The matched breast’s CT and PET images before (a and b) and after (c and d) the first cycle of NAC for one pCR case.
The matched breast’s CT and PET images before (a and b) and after (c and d) the first cycle of NAC for one non-pCR case.
Proposed ensemble architecture for classification
Title: A machine learning method based on lesion segmentation for quantitative analysis of CT radiomics to detect COVID–19
Abstract:
Coronavirus disease (COVID-19) since late December 2019 became an epidemic all over the world so that widely spread throughout. Computed tomography (CT) imaging can be effective in isolating the infected persons and controlling this epidemic.

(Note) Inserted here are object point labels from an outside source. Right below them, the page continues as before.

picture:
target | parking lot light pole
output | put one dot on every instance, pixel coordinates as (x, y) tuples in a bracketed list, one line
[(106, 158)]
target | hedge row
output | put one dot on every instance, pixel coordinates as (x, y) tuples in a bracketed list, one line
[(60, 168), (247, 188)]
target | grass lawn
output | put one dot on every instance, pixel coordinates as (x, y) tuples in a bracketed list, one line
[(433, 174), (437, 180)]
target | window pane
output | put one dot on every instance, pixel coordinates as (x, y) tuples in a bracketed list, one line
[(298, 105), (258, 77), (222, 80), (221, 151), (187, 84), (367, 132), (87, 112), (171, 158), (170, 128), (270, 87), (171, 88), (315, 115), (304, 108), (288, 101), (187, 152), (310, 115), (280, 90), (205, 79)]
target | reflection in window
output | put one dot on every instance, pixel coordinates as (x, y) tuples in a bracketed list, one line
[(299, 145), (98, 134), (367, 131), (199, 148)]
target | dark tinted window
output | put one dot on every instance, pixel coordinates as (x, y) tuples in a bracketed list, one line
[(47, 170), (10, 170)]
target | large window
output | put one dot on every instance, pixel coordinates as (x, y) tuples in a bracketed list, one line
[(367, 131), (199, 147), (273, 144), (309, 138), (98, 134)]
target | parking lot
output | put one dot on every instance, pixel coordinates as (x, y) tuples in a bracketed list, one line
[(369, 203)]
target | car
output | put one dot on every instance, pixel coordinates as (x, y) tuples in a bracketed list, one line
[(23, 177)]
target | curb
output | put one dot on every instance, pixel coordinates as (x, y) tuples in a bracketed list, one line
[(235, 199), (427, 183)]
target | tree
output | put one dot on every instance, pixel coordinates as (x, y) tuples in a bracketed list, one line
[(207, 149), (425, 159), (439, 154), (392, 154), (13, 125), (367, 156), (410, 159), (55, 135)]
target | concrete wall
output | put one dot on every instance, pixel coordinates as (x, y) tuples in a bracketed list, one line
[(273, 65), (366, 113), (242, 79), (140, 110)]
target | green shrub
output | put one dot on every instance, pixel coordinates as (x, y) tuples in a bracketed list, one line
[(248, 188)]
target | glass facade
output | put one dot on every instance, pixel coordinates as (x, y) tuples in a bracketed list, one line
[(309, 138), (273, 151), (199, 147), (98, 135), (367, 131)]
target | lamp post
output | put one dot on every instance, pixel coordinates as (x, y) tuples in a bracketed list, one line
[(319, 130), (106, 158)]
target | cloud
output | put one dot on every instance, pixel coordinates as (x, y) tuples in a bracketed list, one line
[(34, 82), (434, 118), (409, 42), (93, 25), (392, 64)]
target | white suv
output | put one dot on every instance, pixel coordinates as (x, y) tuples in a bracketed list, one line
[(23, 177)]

Radiomics is an image quantitative analysis procedure that can quantify imaging by extracting specific features from CT images. We aimed to develop a machine learning (ML) method based lesion segmentation for quantitative analysis of CT radiomics to detect COVID–19. The current study was carried out on two groups of patients including 98 patients with confirmed COVID-19 and 96 with suspected COVID-19. A total of 755 radiomics features were extracted, including 594 gray level co-occurrence matrix features (GLCM), 56 intensity direct features, 49 intensity histogram features, 33 gray level run length matrix features (GLRLM), 18 shape features, and 5 neighbor intensity difference features. Two feature selection procedures including Pearson Correlation (PC) and Recursive Feature Elimination (RFE) were used. As well as, we examined three classifiers including Random Forest (RF), Decision Tree (DT), and K-Nearest Neighbor (KNN). The performance of the feature selection and classification procedures was obtained using 6 criteria. We have obtained the best performance as the accuracy of 98%, recall of 99%, and the area under the curve (AUC) value of 100% for the feature selection procedure RFE and RF classifier. As a result, it can be concluded that the radiomics features of the lung lesions based on ML can be used to differentiate COVID-19 patients.